My dissertation group coaching participants are making me proud. In just one week, they are reporting results like “I’ve written more this past week than I had in the past year.” and “I am feeling better and like I can do this project.”- and that’s just with 1 phone meeting. Imagine where they’ll be just 8 weeks from now?
It just makes me so proud and gratified when my clients show up, listen to my advice, and act on it.

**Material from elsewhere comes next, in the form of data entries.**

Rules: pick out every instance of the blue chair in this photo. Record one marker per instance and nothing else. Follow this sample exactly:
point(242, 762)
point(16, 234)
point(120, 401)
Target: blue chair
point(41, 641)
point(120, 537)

The title from this post came out of our group coaching call today when we were talking about the concept of overdoing. Overdoing is the idea that you do more work, put in more time- and, generally, that you make more effort than a task actually requires. It came out, generally, from one group member who is revising her dissertation, and finds herself writing parts of it over. Remember that I always say revising and writing are separate tasks. The idea also came out from another client, who has only 5000 words to make her point, and finds herself having used about 4000, with several sections left to go.

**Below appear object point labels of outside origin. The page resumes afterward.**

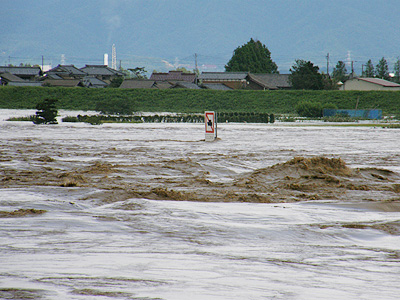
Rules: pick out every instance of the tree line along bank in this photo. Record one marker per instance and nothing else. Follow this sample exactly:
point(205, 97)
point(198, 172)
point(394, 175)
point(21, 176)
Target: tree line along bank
point(125, 102)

The problem with overdoing is that you become too attached to the effort, rather than the outcome. And the sad fact is that you can put in thousands of hours of effort (and many of you have- if we count how much energy and time you devote to thinking about the dissertation, planning for it, worrying about it- but not actually working on it)- you can put in thousands of hours of effort and still not have anything useful to show.
The metaphor we talked about in group today was the idea of “stop camping at the grocery store”. When you are out of bread and milk, you go to the grocery store to get bread and milk. You might wander the aisles for a few extra minutes, but you ultimately decide that you got what you needed, and you pay, and go home.

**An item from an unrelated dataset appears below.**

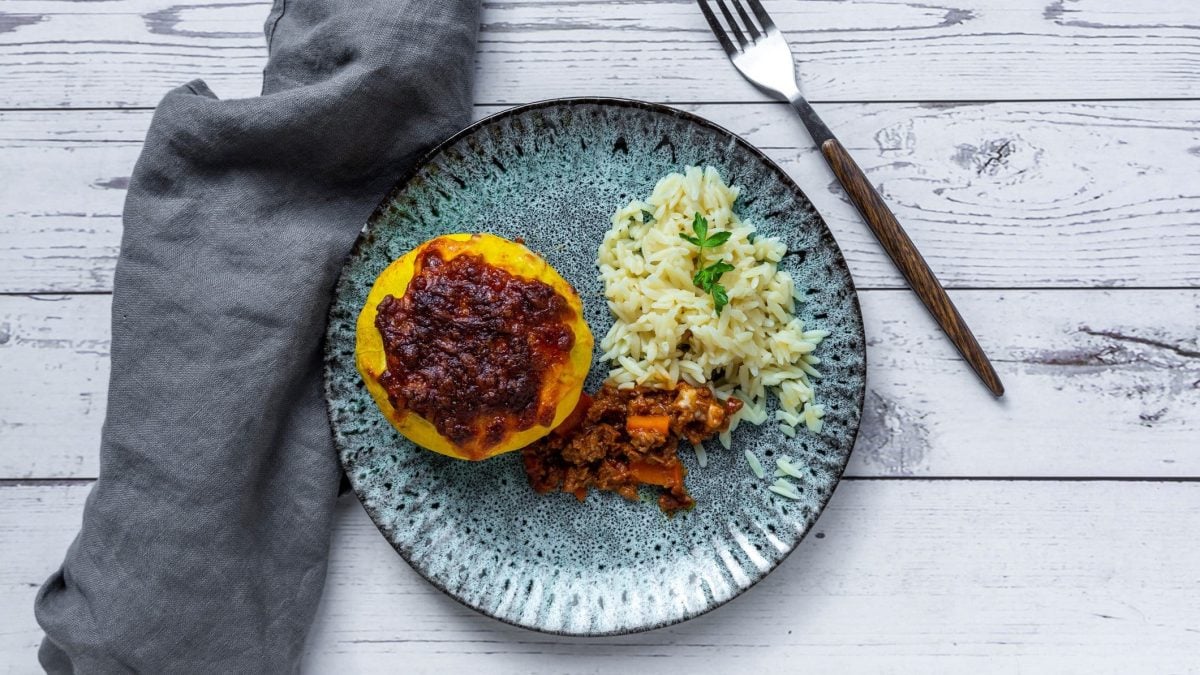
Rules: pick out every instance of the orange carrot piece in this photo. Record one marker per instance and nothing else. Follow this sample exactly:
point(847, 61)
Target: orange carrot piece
point(648, 423)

Many dissertation writers, though, camp at the grocery store. They metaphorically stock and store and purchase for what they may need in December- when it’s only July. So, for example, you are ‘camping at the grocery store’ when you need to write a 150 word abstract, but you write a 1000 word one, and then have to spend time and energy cutting it down. You ‘camp at the grocery store’ when you write 25,000 words when you only have need of 5,000.
The problem with this approach is that you become too attached to what you’ve written, and you spend a lot of energy, then, in the future, trying to “fit in” what you wrote to whatever you’re working on next. It’s similar to buying a kitchen gadget that dices prunes, when you don’t like prunes- and then concocting all these recipes that use prunes, just so you can use the gadget you bought.
It’s the idea that we become really tied to the effort we make, and the energy behind this, rather than looking at output and what it takes to get the work done.
If you are ‘camping at the grocery store’- you’re stocking up on words, articles, papers, ideas- but not actually using them well or moving through them efficiently. You keep thinking that the more stuff you have, the better. But the reality is, dissertation articles go moldy and become stale, just like food does.
The goal is to collect or create just what you need, and will use- and to use it fully in the appropriate time and way.
Learn to right-size your effort to your desired outcomes. You’ll need less time to get more done.